Microbiologists often seek life in the planet’s extremes — from below ice sheets to within geysers. But Appalachian Basin scientists found hydraulic fracturing, or fracking, also provides its own inhabited extremes in their backyard.
The process mixes water with sand and chemicals, then uses the pressurized concoction to rip open rocks underground and liberate natural gas. And that’s where the never-before-seen bacterium Candidatus Frackibacter thrives — 1.5 miles deep in the salty leftovers.
For nearly a year, researchers sampled and grew bacteria from the wastewater of two wells hundreds of miles apart in different rock formations, according to their September Nature Microbiologypaper.

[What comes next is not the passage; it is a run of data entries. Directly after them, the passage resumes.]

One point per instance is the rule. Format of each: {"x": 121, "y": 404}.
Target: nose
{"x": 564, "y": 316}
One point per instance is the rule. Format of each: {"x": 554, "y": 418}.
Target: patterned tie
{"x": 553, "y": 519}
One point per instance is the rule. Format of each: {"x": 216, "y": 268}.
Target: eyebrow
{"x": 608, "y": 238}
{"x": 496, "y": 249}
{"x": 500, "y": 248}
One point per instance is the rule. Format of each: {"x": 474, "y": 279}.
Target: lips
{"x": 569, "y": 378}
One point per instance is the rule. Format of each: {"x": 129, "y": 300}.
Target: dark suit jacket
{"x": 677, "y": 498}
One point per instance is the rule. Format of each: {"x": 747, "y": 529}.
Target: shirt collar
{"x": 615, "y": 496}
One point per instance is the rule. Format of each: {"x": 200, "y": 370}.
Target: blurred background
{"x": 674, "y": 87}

Surprisingly, the wells had nearly identical ecosystems, and C. Frackibacter lived in both.
The team also found 30 already known organisms, which likely were injected into the fracking wells from surface ponds. But Frackibacter lived only in wastewater, and researchers suspect it was key to creating the wells’ self-sustaining ecosystems.
The scientists are now sampling other wells, but they’re also hunting Frackibacter in rock cores from pristine, unfracked sites. “That would be the real clincher, that Frackibacter is indigenous to the system,” says Ohio State University microbiologist and study co-author Kelly Wrighton.
How did it get there in the first place? Frackibacter could’ve been entombed in rock eons ago and sat dormant until the wastewater arrived, Wrighton says. “I’m hopeful we’ll see other things like it now that we know to look.”